Lines of code to a working tool-using agent¶
Spine's minimal "agent that can call a tool" — executed, this is the whole program:
from spine_core import Agent, tool
@tool
async def add(a: int, b: int) -> int:
"""Add two numbers."""
return a + b
agent = Agent("openai:gpt-4o-mini", tools=[add])
print((await agent.run("add 2 and 2")).answer)
6 source lines (excluding the docstring). The same three lines get you a bare agent:
from spine_core import Agent
agent = Agent("openai:gpt-4o-mini")
print((await agent.run("hello")).answer)
On cross-framework LOC
A minimal tool-agent in pydantic-ai / smolagents is similarly small;
langchain, langgraph, and crewai typically need more wiring (graph
nodes, crews/tasks, or executor setup). Exact counts depend on the API
surface you use, so we publish Spine's verified numbers and leave precise
cross-framework counts to the linked, runnable examples rather than asserting
figures we didn't execute.
What ships in the box (no extra install)¶
The kernel does more in its small footprint than most frameworks do at all:
| Capability | spinekit | Notes |
|---|---|---|
| Guards (steps/cost/tokens/time) enforced in the kernel | ✅ built-in | structural, every step |
No hidden prompts (typed Message everywhere) |
✅ | |
| Durable HITL interrupt/resume across restart | ✅ built-in | |
| Deterministic record/replay | ✅ middleware | |
| Streaming (tokens + step events) | ✅ | |
| Checkpoint backends (SQLite/Redis/Postgres) | ✅ | extras for redis/postgres |
| Semantic memory (pluggable embedders) | ✅ | |
| MCP tools · A2A agents · OpenTelemetry | ✅ adapters | |
| Eval harness (Cost/Latency/Efficacy/Reliability) | ✅ | |
| Multi-agent (sequential/supervisor/handoff) | ✅ | |
mypy --strict clean, typed at every boundary |
✅ |
(Feature availability in other frameworks varies by version and add-ons — verify against their docs; this column states only what Spine ships.)
Spine internals¶
Measured on this repo:
- Kernel loop (
agent.py): 540 lines. spine_coretotal: ~1,700 lines, 2 runtime dependencies.- 135 tests, all of ruff +
mypy --strictclean in CI.
Caveats¶
- Footprint depends on the platform and resolver date; re-run the script for your environment.

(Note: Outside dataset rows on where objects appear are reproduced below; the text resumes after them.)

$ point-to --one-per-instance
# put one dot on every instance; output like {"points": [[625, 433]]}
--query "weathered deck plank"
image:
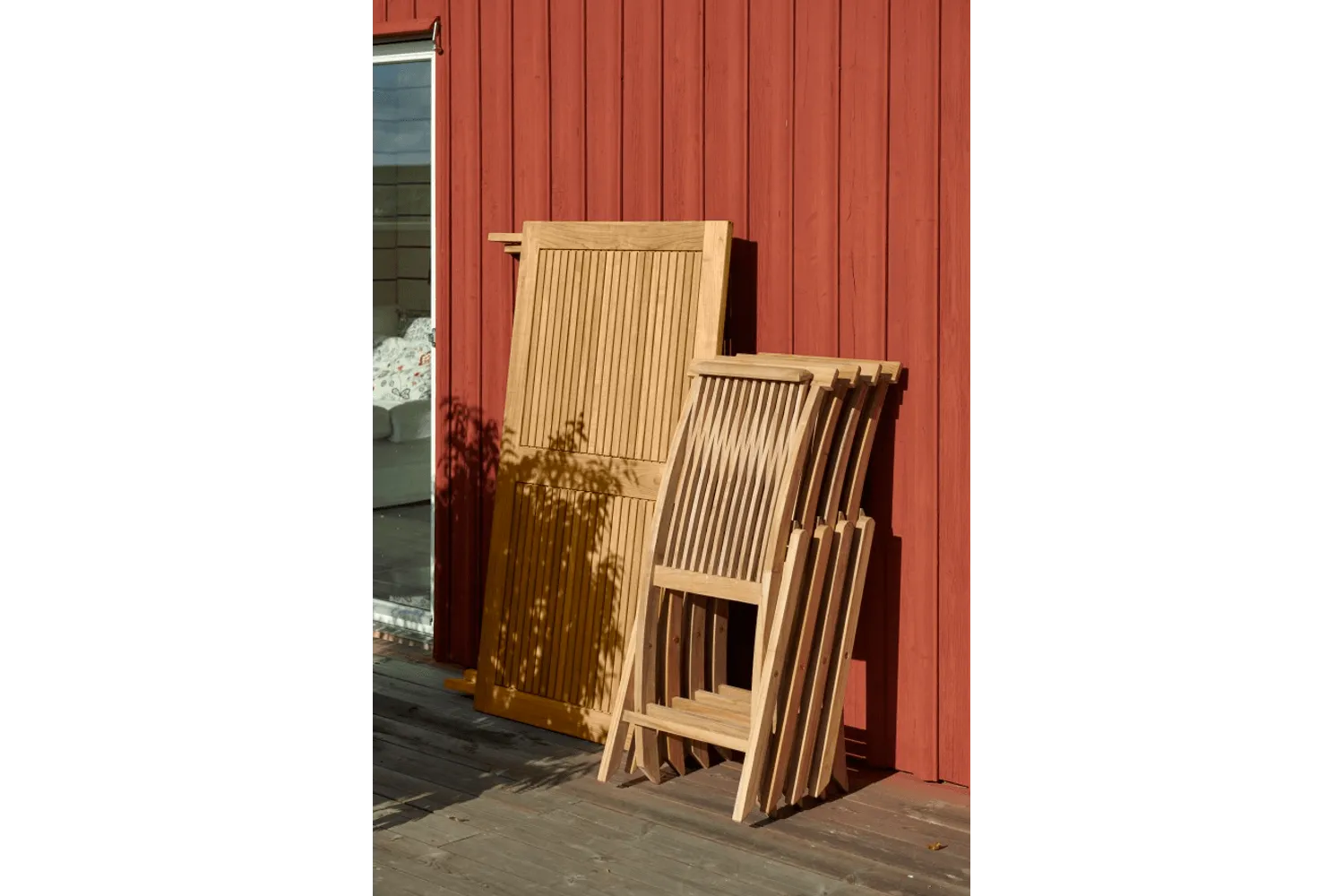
{"points": [[468, 804]]}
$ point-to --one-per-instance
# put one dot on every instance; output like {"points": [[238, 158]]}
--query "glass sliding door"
{"points": [[403, 331]]}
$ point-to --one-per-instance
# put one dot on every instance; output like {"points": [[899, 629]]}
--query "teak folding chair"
{"points": [[722, 528]]}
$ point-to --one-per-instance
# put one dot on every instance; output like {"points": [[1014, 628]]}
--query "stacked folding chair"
{"points": [[760, 504]]}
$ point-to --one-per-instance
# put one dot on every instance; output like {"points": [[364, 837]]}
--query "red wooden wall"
{"points": [[835, 134]]}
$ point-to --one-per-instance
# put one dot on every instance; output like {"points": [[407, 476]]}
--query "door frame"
{"points": [[398, 50]]}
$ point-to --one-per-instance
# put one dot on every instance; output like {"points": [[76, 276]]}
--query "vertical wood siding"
{"points": [[835, 134]]}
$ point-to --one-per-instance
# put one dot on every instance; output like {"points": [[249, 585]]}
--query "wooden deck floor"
{"points": [[470, 804]]}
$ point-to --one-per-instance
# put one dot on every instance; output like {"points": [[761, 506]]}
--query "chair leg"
{"points": [[616, 735], [766, 686], [648, 756]]}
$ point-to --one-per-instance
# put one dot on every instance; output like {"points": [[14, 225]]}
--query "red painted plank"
{"points": [[602, 116], [496, 66], [954, 397], [862, 312], [401, 10], [913, 339], [726, 160], [726, 116], [461, 419], [771, 177], [569, 193], [642, 112], [816, 174], [683, 110], [531, 113]]}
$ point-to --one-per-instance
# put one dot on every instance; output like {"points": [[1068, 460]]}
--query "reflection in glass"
{"points": [[402, 352]]}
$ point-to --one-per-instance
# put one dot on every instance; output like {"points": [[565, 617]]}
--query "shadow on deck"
{"points": [[465, 804]]}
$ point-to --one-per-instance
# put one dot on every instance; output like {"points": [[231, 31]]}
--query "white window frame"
{"points": [[422, 51]]}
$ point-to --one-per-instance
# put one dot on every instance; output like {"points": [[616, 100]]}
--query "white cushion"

- "Base install" excludes extras; a fair head-to-head adds the provider SDK both
sides need (e.g.
spinekit[openai]≈ +1 dependency:openai). - We deliberately omit import-time and runtime-latency numbers: modern frameworks lazy-load top-level imports (making import time non-comparable), and latency is the model's, not the framework's.